– TABLIGHI JAMAAT
Tablighi Jamaat (Conveying Group in Urdu, which is a Persian dialect) was founded in 1926 in India by Muhammad Ilyas, a Muslim religious scholar in the Deobandi school of Islam, an Eastern parallel version of Wahhabism in the Arab world of the Middle East.
The aim of Tablighi Jamaat is spiritual reformation of Muslims through the grass roots level and reaching out to all Muslims of the world to bring them closer to the directives of Allah (god) and life practices of Prophet Muhammad.

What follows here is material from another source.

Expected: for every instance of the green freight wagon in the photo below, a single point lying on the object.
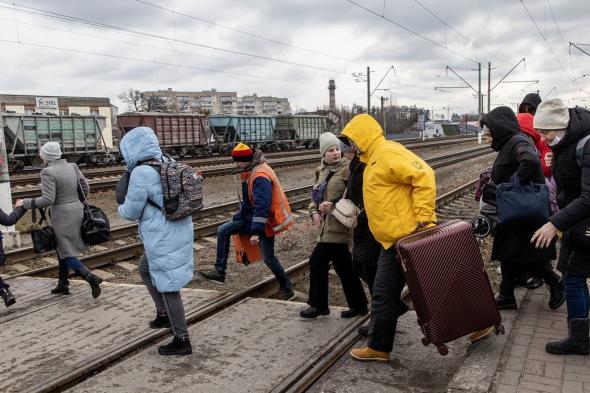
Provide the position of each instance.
(80, 138)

Tablighi Jamaat began to expand its activities outside India in 1946, and within two decades the group reached Southwest and Southeast Asia, Africa, Europe, and North America. Before Europe, the movement first established itself in the United States. It established a large presence in Europe during the 1970s and 1980s. In 1978, with the construction of the Dewsbury Markaz (center) in England, UK became the European headquarters of Tablighi Jamaat with a strong branch in France, primarily due to the large South Asian population that began to immigrate to Europe. By 2007, Tablighi Jamaat members were situated at 600 of Britain’s 1350 Mosques.
After the collapse of the Soviet Union, in 1991, the movement expended it activities into Central Asia. By 2008, the organization had a presence in nearly 120 countries and had become a leading revivalist movement. However, it maintains a majority presence in India, Pakistan and Bangladesh with its international headquarters in the Nizamuddin West district of Delhi, India, called Nizamuddin Markaz. The Tablighi Jamaat condemns and opposes “extremism and militancy in the name of Islam” and any attempt to enforce Shariaa: “Shariaa cannot be enforced at gunpoint” said the local leader (Emir) of Tablighi Jamaat in Pakistan when referring to the Taliban and the Swat-Crisis, in 04/29/2009.
Despite its pacifist stance, Tablighi Jamaat has appeared on the fringes of numerous terrorism investigations. One of the London 7/7 suicide bombers, Shehzad Tanweer, studied at the Deobandi seminary in Dewsbury and Mohammad Sidique Khan, the leader of the London 7/7 terror plot, was a regular worshipper at the adjoining mosque. Richard Reid, the shoe bomber, was said to have been influenced by Tablighi Jamaat, several of whose adherents were also among those arrested last year over an alleged plot to blow up transatlantic airliners.